Funding for specialist services, including advocacy for people with a wide range of disabilities, is provided under the National Disability Agreement (NDA) (an agreement between the Commonwealth and state governments as equal partners, which replaced the Commonwealth, States and Territories Disability Agreement on 1 January 2009), with reference to the DSA (Cth) and the Disability Act. However, continued future funding for such services is not guaranteed and is subject to legislative and policy change at both Commonwealth and state levels. Some services are provided by government, while others are provided by non-government organisations, usually funded by government.
The pilot of the NDIS in the Barwon region has now been added to this mix and a transition of the new system to the whole state, and the rest of Australia, is expected to follow over the next several years.
The Disability Act is much broader in scope than the two Acts it replaced and provides for:
•the creation of a Disability Services Commissioner to accept and investigate complaints regarding disability services and supports (the Disability Services Commissioner will continue to provide a complaints mechanism for people living in the NDIS Barwon Region launch site during the pilot of the NDIS, for complaints about service providers); and
•a Senior Practitioner “generally responsible for ensuring that the rights of persons who are subject to restrictive interventions and compulsory treatment are protected and that appropriate standards in relation to restrictive interventions and compulsory treatment are complied with”.
The Disability Act also provides a statutory basis for the Victorian Disability Advisory Council, which advises the Minister, and it establishes a Disability Services Board. A Disability Services Commissioner and a Senior Practitioner were appointed in 2007. Disability services to be funded under the Disability Act and previously funded under the IDPSA and the DSA (Vic) were automatically registered as services under the new legislation. Services are now subject to much greater accountability and quality standards than previously.
Disability advocacy services are extremely important to people who have a disability and who are trying to get their rights. They are provided by several independent disability advocacy agencies federally funded by the Department of Social Services (DSS) (formerly called the Department of Families, Housing, Community Services and Indigenous Affairs) under the National Disability Advocacy Program and also others that are state-funded. Disability Advocacy Victoria is the peak body representing independent disability advocacy agencies (for further information, see www.disabilityadvocacyvictoria.org.au).

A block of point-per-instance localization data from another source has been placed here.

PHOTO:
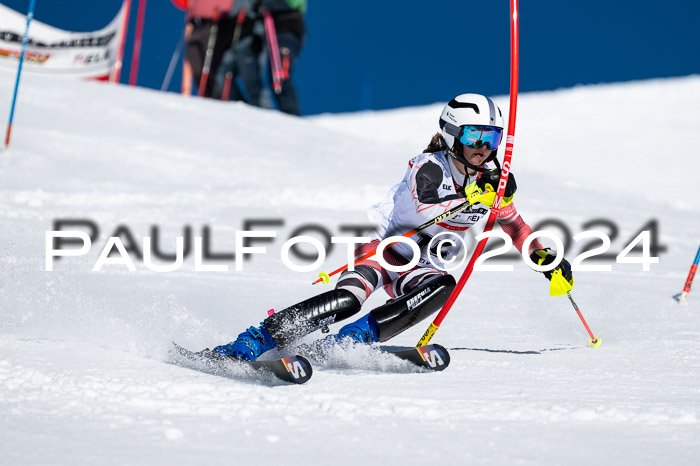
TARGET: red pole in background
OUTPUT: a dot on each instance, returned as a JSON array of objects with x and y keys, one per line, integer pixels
[
  {"x": 213, "y": 32},
  {"x": 689, "y": 280},
  {"x": 514, "y": 66},
  {"x": 137, "y": 43},
  {"x": 116, "y": 74}
]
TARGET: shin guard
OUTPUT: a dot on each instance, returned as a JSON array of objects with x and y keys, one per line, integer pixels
[
  {"x": 404, "y": 312},
  {"x": 294, "y": 322}
]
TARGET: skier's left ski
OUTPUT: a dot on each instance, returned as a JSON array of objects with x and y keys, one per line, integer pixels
[
  {"x": 432, "y": 357},
  {"x": 292, "y": 369}
]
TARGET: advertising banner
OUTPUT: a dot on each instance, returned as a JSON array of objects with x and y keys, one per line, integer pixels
[{"x": 50, "y": 50}]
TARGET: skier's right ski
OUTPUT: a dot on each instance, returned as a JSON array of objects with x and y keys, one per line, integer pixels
[{"x": 293, "y": 369}]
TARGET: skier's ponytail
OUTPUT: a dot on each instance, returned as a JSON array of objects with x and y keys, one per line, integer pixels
[{"x": 436, "y": 144}]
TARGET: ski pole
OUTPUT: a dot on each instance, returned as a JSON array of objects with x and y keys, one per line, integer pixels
[
  {"x": 428, "y": 335},
  {"x": 213, "y": 31},
  {"x": 324, "y": 277},
  {"x": 30, "y": 15},
  {"x": 689, "y": 280},
  {"x": 234, "y": 43},
  {"x": 559, "y": 286},
  {"x": 274, "y": 52}
]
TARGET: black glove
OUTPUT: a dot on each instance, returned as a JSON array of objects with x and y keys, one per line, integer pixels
[
  {"x": 492, "y": 177},
  {"x": 545, "y": 257}
]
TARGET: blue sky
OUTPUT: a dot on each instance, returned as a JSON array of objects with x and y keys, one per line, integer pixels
[{"x": 393, "y": 53}]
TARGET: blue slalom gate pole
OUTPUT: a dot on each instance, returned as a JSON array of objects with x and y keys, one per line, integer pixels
[{"x": 30, "y": 15}]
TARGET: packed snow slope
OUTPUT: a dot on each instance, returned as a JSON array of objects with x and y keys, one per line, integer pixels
[{"x": 85, "y": 372}]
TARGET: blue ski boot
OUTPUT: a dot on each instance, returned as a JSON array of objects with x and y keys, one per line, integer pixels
[
  {"x": 249, "y": 345},
  {"x": 364, "y": 330}
]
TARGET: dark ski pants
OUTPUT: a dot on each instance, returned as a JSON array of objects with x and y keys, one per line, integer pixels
[{"x": 248, "y": 58}]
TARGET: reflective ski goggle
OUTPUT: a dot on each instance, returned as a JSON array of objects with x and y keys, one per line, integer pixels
[{"x": 477, "y": 136}]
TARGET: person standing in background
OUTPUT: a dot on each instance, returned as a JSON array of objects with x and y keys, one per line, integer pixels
[
  {"x": 208, "y": 20},
  {"x": 288, "y": 17},
  {"x": 237, "y": 26}
]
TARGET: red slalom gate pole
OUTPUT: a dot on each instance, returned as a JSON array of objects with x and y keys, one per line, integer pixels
[
  {"x": 514, "y": 63},
  {"x": 689, "y": 280},
  {"x": 117, "y": 71},
  {"x": 136, "y": 54},
  {"x": 594, "y": 341}
]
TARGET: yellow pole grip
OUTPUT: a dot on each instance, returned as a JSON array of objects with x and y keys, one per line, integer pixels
[{"x": 428, "y": 335}]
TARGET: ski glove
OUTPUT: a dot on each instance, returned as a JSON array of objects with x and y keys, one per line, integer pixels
[
  {"x": 491, "y": 178},
  {"x": 546, "y": 256},
  {"x": 483, "y": 190}
]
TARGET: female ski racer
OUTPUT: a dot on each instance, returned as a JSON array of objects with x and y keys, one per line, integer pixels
[{"x": 459, "y": 165}]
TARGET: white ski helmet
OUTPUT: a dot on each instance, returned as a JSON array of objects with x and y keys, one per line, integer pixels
[{"x": 463, "y": 110}]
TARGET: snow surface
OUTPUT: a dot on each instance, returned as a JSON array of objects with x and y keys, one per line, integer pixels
[{"x": 85, "y": 373}]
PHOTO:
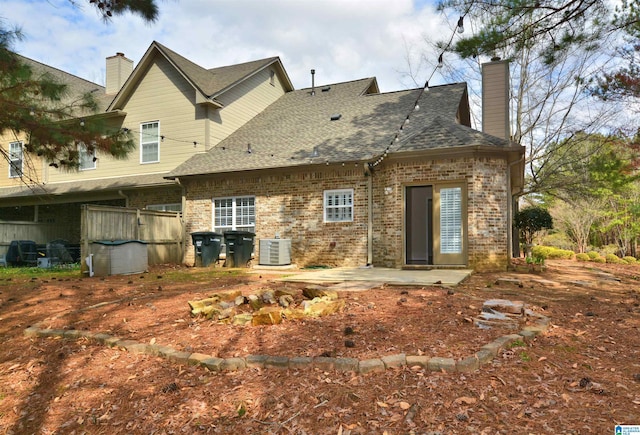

The recent Review of National Disability Advocacy Services recommended changes to the program, including service provision and eligibility, and full details of these changes are still being developed. The Australian Government has most recently guaranteed funding to disability advocacy services funded under the DSA (Cth) until 30 June 2016.
The Office of the Public Advocate (OPA) is established under the Guardianship and Administration Act 1986 (Vic) (“GAA”) and has responsibility for promoting the rights and independence of people who have a disability (defined as intellectual impairment, mental disorder, brain injury, physical disability or dementia) of all ages.
OPA also has powers to provide advice and assistance, to investigate and to advocate on behalf of people who have a disability (ss 15, 16 GAA). It advocates in “best interests”. It coordinates the Community Visitors Program (created under the MHA 2014, Disability Act and Health Services Act 1988 (Vic)), and the Independent Third Person Program (ITP) (created under Police Operating Procedures). For more information see Disability: asserting your rights, and Disability and criminal justice.
When people are unable, because of their disability, to make decisions for themselves, guardians and administrators may be appointed by the Guardianship List of the Victorian Civil and Administrative Tribunal (VCAT). A guardian makes “lifestyle” decisions, such as those relating to health, accommodation or access to services. An administrator makes financial and legal decisions. For more information, see Understanding guardianship.
The statutory basis for the Community Visitors Program lies within the Disability Act.